What is corporation tax
Corporation tax is paid by businesses in the UK, and is calculated on their annual profits, in a similar way to income tax for individuals.
The corporation tax rate has been 19% for all limited companies since April 2016. Prior to this, the rate varied depending on the company’s profits.
Unlike individuals, companies don’t receive any kind of tax-free allowance, and therefore all profits are taxable. However, there are a number of expenses and deductions that can be claimed to reduce your bill.
At Budget 2020, the government announced that the Corporation Tax main rate (for all profits except ring fence profits) for the years starting 1 April 2020 and 2021 would remain at 19%.
On 23 September 2022, the government announced that the increase in the Corporation Tax main rate to 25% and the introduction of a small profits rate of tax from 1 April 2023 (previously announced at Spring Budget 2021) would no longer go ahead.

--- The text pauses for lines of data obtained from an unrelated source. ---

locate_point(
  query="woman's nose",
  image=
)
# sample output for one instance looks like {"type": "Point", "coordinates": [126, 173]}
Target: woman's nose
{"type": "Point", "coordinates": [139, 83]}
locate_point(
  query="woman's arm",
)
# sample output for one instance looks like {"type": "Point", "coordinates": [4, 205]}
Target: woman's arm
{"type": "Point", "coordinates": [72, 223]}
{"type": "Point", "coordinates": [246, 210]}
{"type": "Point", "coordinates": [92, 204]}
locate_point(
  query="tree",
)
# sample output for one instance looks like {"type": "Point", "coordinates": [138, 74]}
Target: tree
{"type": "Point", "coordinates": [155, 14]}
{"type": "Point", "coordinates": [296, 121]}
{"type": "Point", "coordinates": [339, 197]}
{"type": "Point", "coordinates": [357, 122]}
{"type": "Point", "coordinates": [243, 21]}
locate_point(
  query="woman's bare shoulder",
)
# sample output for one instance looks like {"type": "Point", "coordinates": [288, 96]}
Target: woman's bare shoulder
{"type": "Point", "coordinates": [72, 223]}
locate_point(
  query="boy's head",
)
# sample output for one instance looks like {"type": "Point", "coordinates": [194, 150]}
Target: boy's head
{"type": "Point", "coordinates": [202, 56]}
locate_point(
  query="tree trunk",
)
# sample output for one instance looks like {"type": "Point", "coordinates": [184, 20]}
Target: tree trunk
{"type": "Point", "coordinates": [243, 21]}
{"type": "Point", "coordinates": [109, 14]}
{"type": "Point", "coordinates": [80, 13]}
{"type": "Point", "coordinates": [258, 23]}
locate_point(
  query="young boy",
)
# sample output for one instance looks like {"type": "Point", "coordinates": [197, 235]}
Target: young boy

The Corporation Tax main rate will, therefore, remain at 19% from 1 April 2023.
Who pays corporation tax?
Corporation tax is payable by all UK limited companies.
The following organisations may also need to pay it, even if they’re not incorporated:
- Members clubs, societies and associations
- Trade associations
- Housing associations
- Groups of individuals carrying out a business (such as co-operatives).
If you’re a sole trader or partnership, you won’t pay corporation tax. Instead, you’ll pay income tax on your profits via a self-assessment tax return. You can find out more in our guides about income tax for the self-employed.
It is the responsibility of the company director to ensure that the corporation tax return has been submitted on time, and the tax bill has been paid – even if the company hires an accountant to prepare their calculations.